The Dow Jones Industrial Average fell 146.51 points, or 0.46 per cent, to 32,001.25, the S&P 500 lost 39.8 points, or 1.06 per cent, to 3,719.89 and the Nasdaq Composite dropped 181.86 points, or 1.73 per cent, to 10,342.94.
While traders are roughly evenly split between the odds of a 50 basis-point and 75 basis-point rate hike in December, the peak Fed funds rate is seen climbing to at least 5.0 per cent, compared with a prior view of a rise to the 4.50 per cent-4.75 per cent range.
Investors will closely eye the nonfarm payrolls report due on Friday for signs the Fed's rate hikes are beginning to have a notable impact on slowing the economy.
The climb in yields weighed on megacap growth companies such as Apple Inc, down 4.24 per cent, and Alphabet Inc , which lost 4.07 per cent and pulled down the technology and communication services sectors as the worst-performing on the session.

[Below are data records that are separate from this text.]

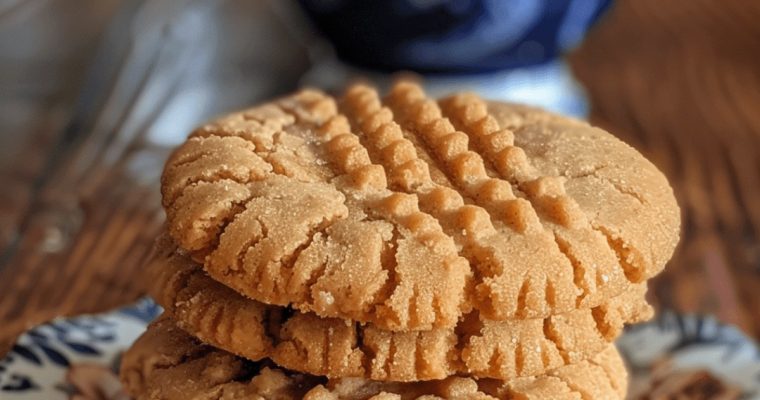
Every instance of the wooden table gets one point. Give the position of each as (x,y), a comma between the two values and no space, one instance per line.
(678,80)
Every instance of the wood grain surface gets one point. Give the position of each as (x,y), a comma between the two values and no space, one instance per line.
(678,80)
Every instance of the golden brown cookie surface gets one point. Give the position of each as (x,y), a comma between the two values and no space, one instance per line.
(331,347)
(166,363)
(407,213)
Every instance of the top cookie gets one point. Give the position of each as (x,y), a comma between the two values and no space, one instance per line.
(407,212)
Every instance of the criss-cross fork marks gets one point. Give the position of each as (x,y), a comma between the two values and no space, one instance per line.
(562,213)
(500,234)
(273,200)
(402,212)
(305,342)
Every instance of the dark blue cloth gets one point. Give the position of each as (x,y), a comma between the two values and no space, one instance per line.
(452,36)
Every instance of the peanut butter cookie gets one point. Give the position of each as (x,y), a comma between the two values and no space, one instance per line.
(408,213)
(332,347)
(166,363)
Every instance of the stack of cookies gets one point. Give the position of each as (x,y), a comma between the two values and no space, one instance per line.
(400,247)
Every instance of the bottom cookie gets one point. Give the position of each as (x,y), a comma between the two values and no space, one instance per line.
(166,363)
(330,347)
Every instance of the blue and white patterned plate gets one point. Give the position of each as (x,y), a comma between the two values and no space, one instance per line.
(39,366)
(36,366)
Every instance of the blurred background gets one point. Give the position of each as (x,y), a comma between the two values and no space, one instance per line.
(94,93)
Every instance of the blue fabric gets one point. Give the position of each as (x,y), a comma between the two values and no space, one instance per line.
(453,36)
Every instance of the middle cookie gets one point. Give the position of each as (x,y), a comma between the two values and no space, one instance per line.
(333,347)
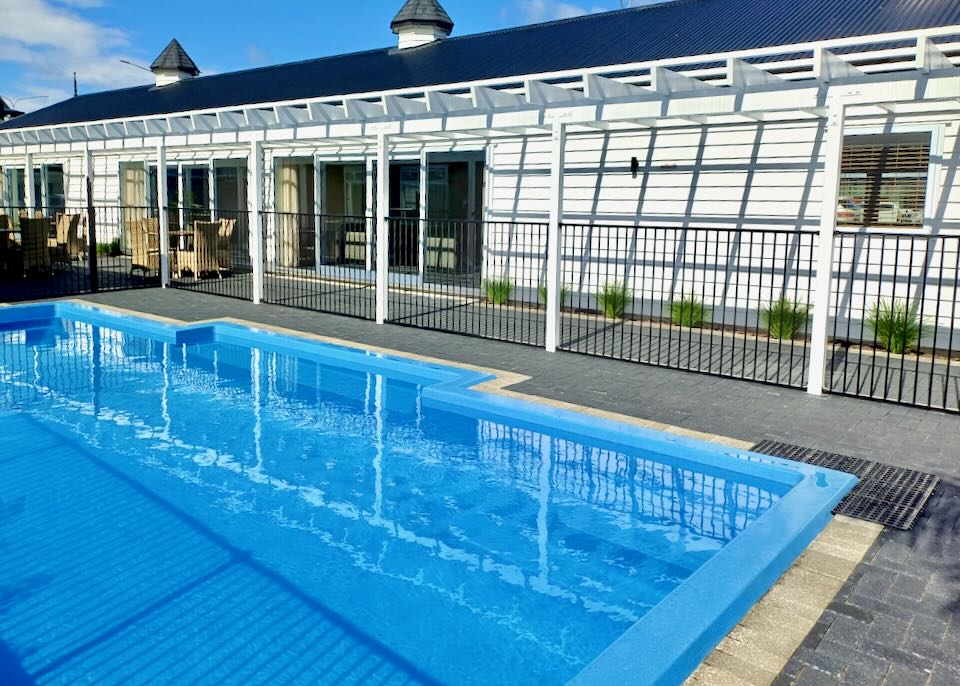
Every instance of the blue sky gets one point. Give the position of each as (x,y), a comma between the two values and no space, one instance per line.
(42,42)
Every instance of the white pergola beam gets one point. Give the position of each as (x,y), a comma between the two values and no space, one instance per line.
(444,103)
(546,94)
(930,57)
(602,88)
(485,98)
(326,113)
(668,82)
(362,110)
(396,106)
(288,115)
(828,67)
(745,76)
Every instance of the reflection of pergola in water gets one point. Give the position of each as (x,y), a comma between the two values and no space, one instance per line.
(554,473)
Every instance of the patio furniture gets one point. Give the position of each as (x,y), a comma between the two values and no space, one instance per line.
(200,255)
(34,237)
(355,245)
(441,252)
(228,228)
(66,246)
(145,244)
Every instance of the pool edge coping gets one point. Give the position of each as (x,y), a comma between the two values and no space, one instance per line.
(498,382)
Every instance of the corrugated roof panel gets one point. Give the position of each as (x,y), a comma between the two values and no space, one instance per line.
(670,30)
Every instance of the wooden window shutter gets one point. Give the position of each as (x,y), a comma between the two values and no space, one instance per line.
(883,180)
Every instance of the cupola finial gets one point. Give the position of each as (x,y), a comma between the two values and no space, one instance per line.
(173,65)
(420,22)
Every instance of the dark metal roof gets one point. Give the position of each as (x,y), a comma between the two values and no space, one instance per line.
(7,111)
(422,12)
(175,58)
(670,30)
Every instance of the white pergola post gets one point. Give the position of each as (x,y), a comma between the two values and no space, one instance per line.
(318,200)
(255,204)
(164,215)
(383,227)
(557,145)
(825,249)
(88,195)
(369,203)
(422,211)
(28,198)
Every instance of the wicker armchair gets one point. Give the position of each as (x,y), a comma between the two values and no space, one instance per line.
(66,246)
(202,259)
(228,228)
(34,236)
(145,245)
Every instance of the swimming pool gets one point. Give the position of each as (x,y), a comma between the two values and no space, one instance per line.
(219,504)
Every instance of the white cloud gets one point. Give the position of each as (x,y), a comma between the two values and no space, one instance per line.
(534,11)
(51,39)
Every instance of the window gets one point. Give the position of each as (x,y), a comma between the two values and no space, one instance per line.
(883,180)
(56,196)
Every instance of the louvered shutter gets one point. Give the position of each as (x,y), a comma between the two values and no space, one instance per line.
(883,180)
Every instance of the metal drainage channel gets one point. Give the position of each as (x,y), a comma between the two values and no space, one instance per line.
(891,496)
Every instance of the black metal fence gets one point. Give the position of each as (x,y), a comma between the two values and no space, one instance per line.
(210,251)
(897,309)
(51,252)
(320,262)
(470,277)
(729,302)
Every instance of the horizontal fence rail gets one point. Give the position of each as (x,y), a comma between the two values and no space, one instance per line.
(51,252)
(733,303)
(894,335)
(469,277)
(210,251)
(320,262)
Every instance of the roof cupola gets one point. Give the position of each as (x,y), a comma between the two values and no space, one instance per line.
(173,65)
(420,22)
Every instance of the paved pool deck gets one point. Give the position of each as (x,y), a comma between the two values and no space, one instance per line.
(895,620)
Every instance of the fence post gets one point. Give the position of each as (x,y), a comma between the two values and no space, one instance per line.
(92,239)
(383,227)
(828,224)
(164,214)
(558,144)
(255,204)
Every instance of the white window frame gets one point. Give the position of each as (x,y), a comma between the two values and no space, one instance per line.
(933,189)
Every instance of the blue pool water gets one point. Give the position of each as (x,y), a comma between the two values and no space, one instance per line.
(221,512)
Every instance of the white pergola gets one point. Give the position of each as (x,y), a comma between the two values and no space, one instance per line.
(837,80)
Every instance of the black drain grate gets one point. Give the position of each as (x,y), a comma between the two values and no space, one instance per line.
(892,496)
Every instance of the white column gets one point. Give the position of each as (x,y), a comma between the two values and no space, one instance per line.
(423,210)
(828,225)
(182,197)
(255,204)
(371,215)
(318,199)
(164,215)
(28,198)
(558,143)
(88,195)
(211,188)
(383,226)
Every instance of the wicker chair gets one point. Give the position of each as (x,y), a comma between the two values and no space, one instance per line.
(228,228)
(34,237)
(66,246)
(202,259)
(145,244)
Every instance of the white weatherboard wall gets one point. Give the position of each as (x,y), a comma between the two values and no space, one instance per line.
(745,176)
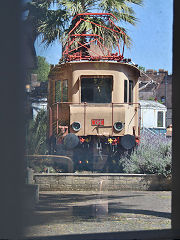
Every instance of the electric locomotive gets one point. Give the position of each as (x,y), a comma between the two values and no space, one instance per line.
(93,101)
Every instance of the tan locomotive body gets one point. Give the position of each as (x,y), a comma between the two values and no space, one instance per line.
(93,110)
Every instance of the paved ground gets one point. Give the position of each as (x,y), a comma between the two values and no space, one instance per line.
(60,213)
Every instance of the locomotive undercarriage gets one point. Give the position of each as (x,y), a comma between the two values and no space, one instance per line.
(95,153)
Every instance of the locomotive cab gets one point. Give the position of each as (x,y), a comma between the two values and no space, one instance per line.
(93,101)
(98,103)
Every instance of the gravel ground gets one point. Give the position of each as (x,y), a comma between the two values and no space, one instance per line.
(61,213)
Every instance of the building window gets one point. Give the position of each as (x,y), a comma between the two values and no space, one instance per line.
(61,91)
(130,91)
(125,91)
(160,119)
(96,89)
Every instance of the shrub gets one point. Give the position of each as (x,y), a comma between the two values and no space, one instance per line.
(153,155)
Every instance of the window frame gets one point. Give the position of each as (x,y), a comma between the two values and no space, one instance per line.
(96,76)
(62,93)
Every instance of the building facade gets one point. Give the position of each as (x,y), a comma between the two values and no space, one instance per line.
(160,89)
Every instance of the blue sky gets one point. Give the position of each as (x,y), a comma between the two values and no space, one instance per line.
(151,37)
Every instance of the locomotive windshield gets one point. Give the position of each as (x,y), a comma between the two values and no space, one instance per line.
(96,89)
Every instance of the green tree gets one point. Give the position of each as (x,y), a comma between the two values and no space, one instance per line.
(55,24)
(42,70)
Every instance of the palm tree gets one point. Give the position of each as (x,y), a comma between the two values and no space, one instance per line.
(55,24)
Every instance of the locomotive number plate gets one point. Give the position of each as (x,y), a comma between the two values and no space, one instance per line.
(97,122)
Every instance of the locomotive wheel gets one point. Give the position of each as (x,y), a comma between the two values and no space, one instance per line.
(83,159)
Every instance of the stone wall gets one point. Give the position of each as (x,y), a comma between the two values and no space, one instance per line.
(100,182)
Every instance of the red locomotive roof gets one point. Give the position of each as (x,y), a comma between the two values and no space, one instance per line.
(91,46)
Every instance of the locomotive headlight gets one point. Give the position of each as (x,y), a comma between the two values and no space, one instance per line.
(118,126)
(76,126)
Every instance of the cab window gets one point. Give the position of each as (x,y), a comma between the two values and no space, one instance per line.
(96,89)
(130,91)
(61,91)
(160,119)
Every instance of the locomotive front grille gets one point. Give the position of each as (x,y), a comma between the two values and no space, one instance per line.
(97,119)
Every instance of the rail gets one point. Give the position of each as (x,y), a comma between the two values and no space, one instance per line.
(52,158)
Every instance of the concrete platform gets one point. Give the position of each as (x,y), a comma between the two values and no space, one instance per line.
(67,213)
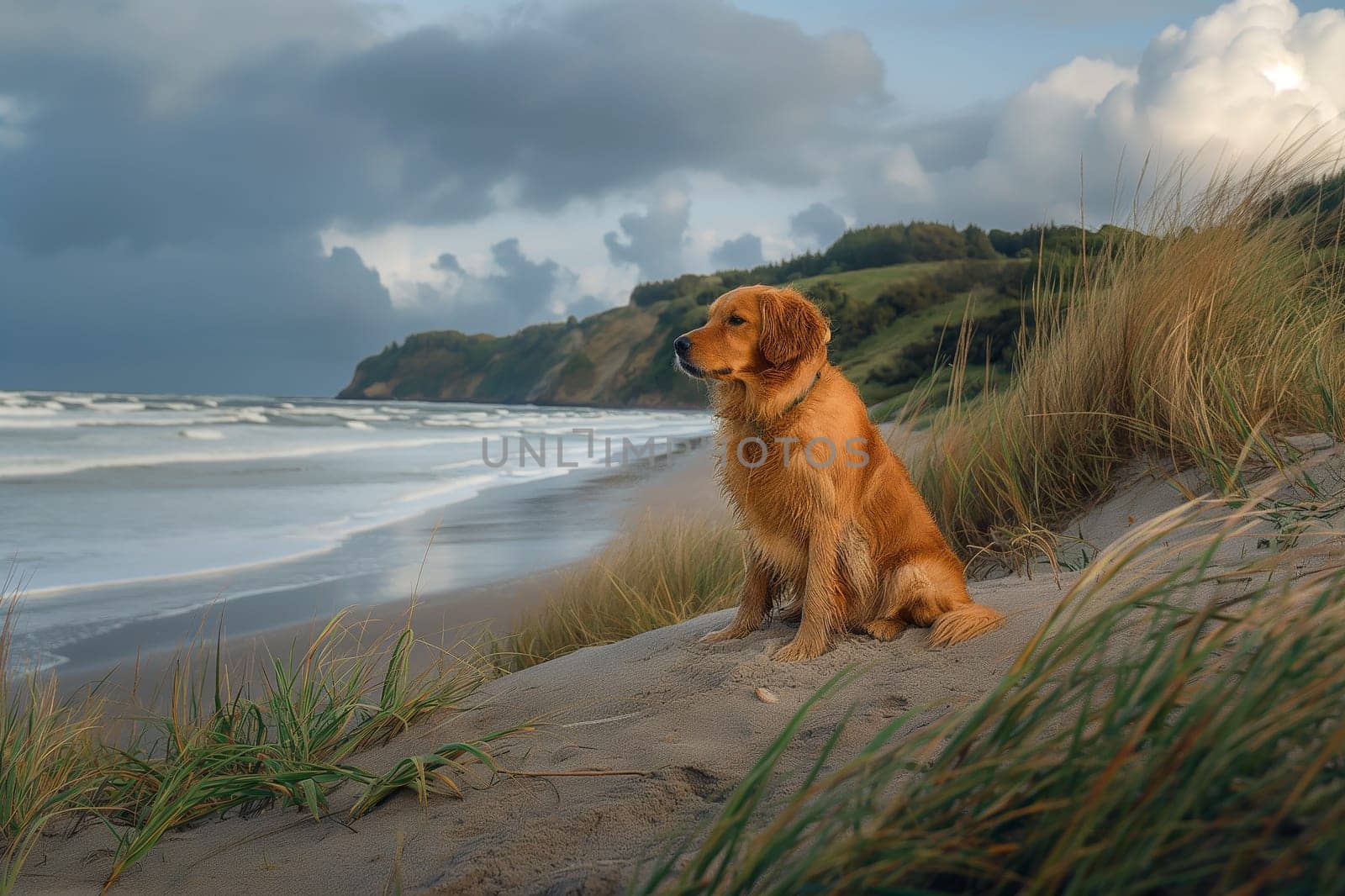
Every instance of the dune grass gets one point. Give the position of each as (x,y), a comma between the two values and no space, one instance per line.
(1174,727)
(1221,326)
(212,744)
(665,572)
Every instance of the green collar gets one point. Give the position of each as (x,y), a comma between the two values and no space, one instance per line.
(794,403)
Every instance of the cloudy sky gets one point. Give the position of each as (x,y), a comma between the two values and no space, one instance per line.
(252,195)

Losses were curbed on the Dow thanks to gains in industrials including Boeing Co, which rose 6.34 per cent, and a 2.20 per cent climb in heavy equipment maker Caterpillar Inc.
Qualcomm Inc and Roku Inc shed 7.66 per cent and 4.57 per cent, respectively, after their holiday quarter forecasts fell below expectations.
With roughly 80 per cent of S&P 500 companies having reported earnings, the expected growth rate is 4.7 per cent, according to Refinitiv data, up slightly from the 4.5 per cent at the start of October.